Ben East 

The Speaker’s Wife review – a satire less than its parts

Quentin Letts’s debut novel is let down by a queasy combination of comic incident and political incorrectness
  
  

Quentin Letts
Quentin Letts: ‘contriving to be waspish’. Photograph: Andy Hall/The Observer

Journalist Quentin Letts’s first foray into fiction is an odd undertaking. One would expect a certain gleeful stereotyping of the iniquities of parliament from such a savage political sketch writer. The man who bawled out “happy clappy” hymn composer Graham Kendrick in a previous book, 50 People Who Buggered Up Britain, also has little time for 21st-century Christianity in The Speaker’s Wife. But to shoehorn these two ideas into a satirical narrative about a chaplain to the Speaker of the House of Commons who gets caught up in a political plot to sell churches – and then drop in a stabbing and some unthinking Islamophobia – lends this debut an uneasy, uneven tone.

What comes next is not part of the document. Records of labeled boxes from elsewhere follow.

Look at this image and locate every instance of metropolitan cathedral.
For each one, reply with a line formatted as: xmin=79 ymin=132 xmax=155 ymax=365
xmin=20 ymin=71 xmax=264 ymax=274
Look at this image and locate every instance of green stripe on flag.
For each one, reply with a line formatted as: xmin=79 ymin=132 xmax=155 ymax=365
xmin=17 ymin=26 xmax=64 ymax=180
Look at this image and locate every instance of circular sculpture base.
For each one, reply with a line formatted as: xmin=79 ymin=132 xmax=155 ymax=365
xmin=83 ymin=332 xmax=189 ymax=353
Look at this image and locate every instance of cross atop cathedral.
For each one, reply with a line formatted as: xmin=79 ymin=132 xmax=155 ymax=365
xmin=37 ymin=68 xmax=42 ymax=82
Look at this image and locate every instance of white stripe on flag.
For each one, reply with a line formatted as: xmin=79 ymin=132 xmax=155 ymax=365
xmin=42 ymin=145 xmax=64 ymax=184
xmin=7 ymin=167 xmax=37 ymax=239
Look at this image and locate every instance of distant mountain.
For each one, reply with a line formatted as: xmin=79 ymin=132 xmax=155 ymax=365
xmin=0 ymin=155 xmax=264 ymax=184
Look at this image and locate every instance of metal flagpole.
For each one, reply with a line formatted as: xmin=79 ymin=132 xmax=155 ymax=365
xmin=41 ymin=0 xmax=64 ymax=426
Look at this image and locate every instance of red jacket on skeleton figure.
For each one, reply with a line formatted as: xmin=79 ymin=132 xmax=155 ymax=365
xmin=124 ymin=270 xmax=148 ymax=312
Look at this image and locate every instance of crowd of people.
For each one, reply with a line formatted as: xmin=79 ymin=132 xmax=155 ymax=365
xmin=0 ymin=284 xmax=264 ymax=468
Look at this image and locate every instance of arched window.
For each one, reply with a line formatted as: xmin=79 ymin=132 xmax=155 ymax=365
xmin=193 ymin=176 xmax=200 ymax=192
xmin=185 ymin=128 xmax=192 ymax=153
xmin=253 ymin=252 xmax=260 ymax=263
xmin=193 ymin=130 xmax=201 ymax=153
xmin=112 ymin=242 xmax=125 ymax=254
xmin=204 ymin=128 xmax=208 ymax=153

So while Letts might like to think there’s a vaguely State Of Play-esque takedown of corrupt political systems here, it actually comes across as a throwaway combination of Rev and The Thick of It, as directed by Richard Curtis – there’s even a save-the-day sprint from a funeral. All of which might be quite fun, if the plot wasn’t so overlong and Letts wasn’t so obviously contriving to be waspish.